I also "rotate" the types of snacks they can have, it usually ends up that they can only have one of each type of snack a day. So one apple, one banana, one less than healthy snack, etc. My kids accept it pretty easily when I tell them "you already had a cheese stick, you need to pick a different snack".

yes :yes I do that too. My DS had a granola bar and was going to get another one. They are a bit on the sugary side, so I told him his next choice needed to be a veggie or some protein.

TestifyToLove
11-12-2009, 05:19 PM
I have very lenient food rules and always have.

No eating while I'm cooking the meal.
No wasting what you take, either take less or eat it before going for something else.
No food in the bedrooms.

That's about it.

Yes, a child will eat one thing all day. But, that same child will eat all of something else the next day and they balance their diet in totality versus one sitting.

And, I have found for my adoptees, the ability to control their own food intake has been VITAL to their healing from past neglect and deprivation issues.

The only person overweight in my house is me. I have a thyroid condition that was out of control for nearly a decade. Since getting it stabilized, I'm down 35lb but I have a long way to go. But, I barely eat in the first place, so obviously amount of food in the house is not impacting my size.

Carmen
11-12-2009, 06:03 PM
Our girls naturally fall into a 3 meal 2 snack pattern. It varies occasionally with growth spurts and whatnot, but that is typical.
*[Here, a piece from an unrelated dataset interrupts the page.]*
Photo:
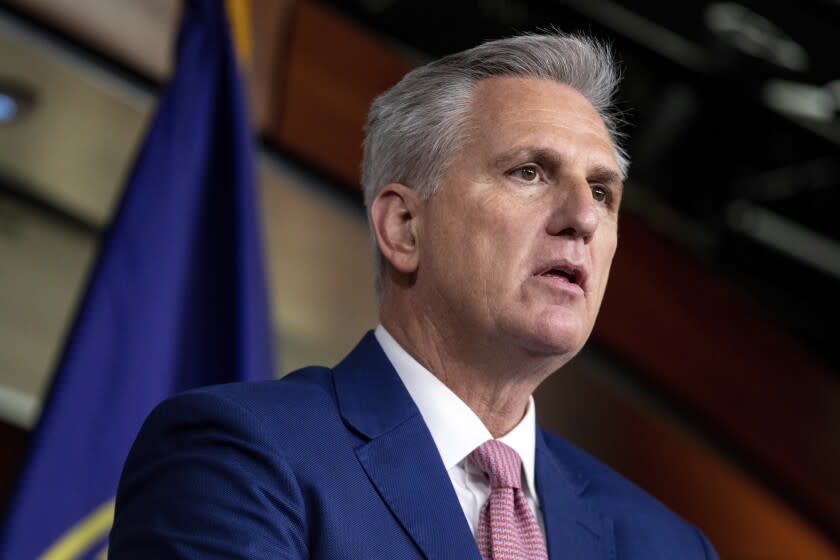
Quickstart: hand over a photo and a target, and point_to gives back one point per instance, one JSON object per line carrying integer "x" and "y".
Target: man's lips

I won't get them snacks if I am standing at the stove cooking. My 4yo I know sometimes wants a snack because she is bored, so if she is asking for a snack 20 minutes after lunch I'll ask her if she is really hungry or is she just bored. Most of the time she's just bored because 2yo just went down for a nap and I'm nursing the baby.

ArmsOfLove
11-12-2009, 06:13 PM
I have rules about what is snack food--this comes from the fact that my dh will eat all of one thing and then I won't have it to cook with :doh

So I dictate what constitutes a snack, and then they can eat them whenever they want--and I have guidelines about when something can be a snack.

For instance, you may not have chips at 9am for a snack :doh but you may have chips with hummus or even just chips during the afternoon. Fruit is any time. etc.

Mostly there are SO FEW snacks that aren't made from scratch that my family can eat that we end up doing baked potatoes or nuts or leftovers ;)

But controlling food is not needed. If you're worried about what they will eat, make a wide variety of healthy foods available for that day. Veggie trays, fruit, sandwiches cut into small squares, etc.

JJsMom
11-12-2009, 07:17 PM
I'll come back to this.

Susan K
11-13-2009, 06:37 AM
WE snack on fruit ,veggies and yogurt. We stop snacking about an hour from dinner. My adopted and bio follow the same rules.